A New York Times article posted yesterday discusses the climate change legislation slated for debate in the Senate this week. The goals of this bill are as follows:
(1) to establish the core of a Federal program that will reduce United States greenhouse gas emissions substantially enough between 2007 and 2050 to avert the catastrophic impacts of global climate change; and
(2) to accomplish that purpose while preserving robust growth in the United States economy, creating new jobs, and avoiding the imposition of hardship on United States citizens.
The article cites concerns about whether this bill, in its current form, should get passed, noting that “the debate will force senators to take a stand on some of the most difficult, expensive and potentially life-altering questions that will face the world in coming decades.”
At the heart of this debate are two central themes. Proponents argue that our nation cannot wait until fuel prices come down in order to deal with these larger issues. Opponents believe “the bill would direct the largest changes in the American economy since the 1930s and should not be rushed through Congress without painstaking debate.”

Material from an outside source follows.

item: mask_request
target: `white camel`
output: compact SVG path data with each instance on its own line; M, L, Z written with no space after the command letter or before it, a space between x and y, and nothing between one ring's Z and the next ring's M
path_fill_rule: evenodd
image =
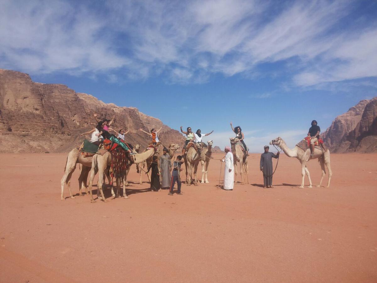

This is what Frank Ackerman, an economist at Global Development and Environment Institute at Tufts University, had to say:
“How do you price the increased deaths, the losses of endangered species and unique habitats, the increased damages from hurricanes that are becoming more intense...Those numbers dwarf any reasonable estimate of the cost of doing something about climate change. The choice is a no-brainer.”
What do you think? Your comments and insights would be greatly appreciated.